Dem Patienten, der nicht transplantationsfähig ist, darf das Personal auch die Schattenseiten und die Risiken der Transplantation nennen, da diese oft in Fernsehberichten als das Allheilmittel dargestellt wird.
Betrachtet man die Dialysebehandlung von der Seite des Dialyseteams, ist der Umgang mit dem Dialysepatienten sehr belastend, da eine Belohnung durch die Genesung des Patienten nicht eintritt.

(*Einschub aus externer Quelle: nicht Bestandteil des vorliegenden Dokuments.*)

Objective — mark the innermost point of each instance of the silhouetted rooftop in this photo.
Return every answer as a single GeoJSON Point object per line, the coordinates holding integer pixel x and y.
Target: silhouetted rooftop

In diesem Punkt seiner Arbeit muss das Team seinen persönlichen Weg finden, diese Probleme selbst zu bewältigen.
Zum Schluss erklärte Frau Niegemann noch ein paar wichtige Argumente, die man als Personal in diesem Berufszweig der Krankenfelge mitbringen sollte.
Die drei wichtigsten Punkte waren dabei, Dialyse als Berufung zu erleben, bei der man jeden Tag leben rettet, die Fähigkeit besitzen sich auch in den Patienten hineinzuversetzen und vor allem sollte man in diesem Beruf menschliche Qualitäten besitzen.
Der wichtigste Satz ihres Vortrages, den man als Patient doch gerne viel öfter hören und erleben möchte, war: „Der kranke Mensch steht im Mittelpunkt allen Handelns, er braucht liebenswürdige Zuwendung."! Leider ist dies nicht immer Gang und gebe!
Danach endete für uns alle ein sehr interessanter Vortrag, bei dem sich einige solch eine nette Schwester für ihr Dialysezentrum wünschten.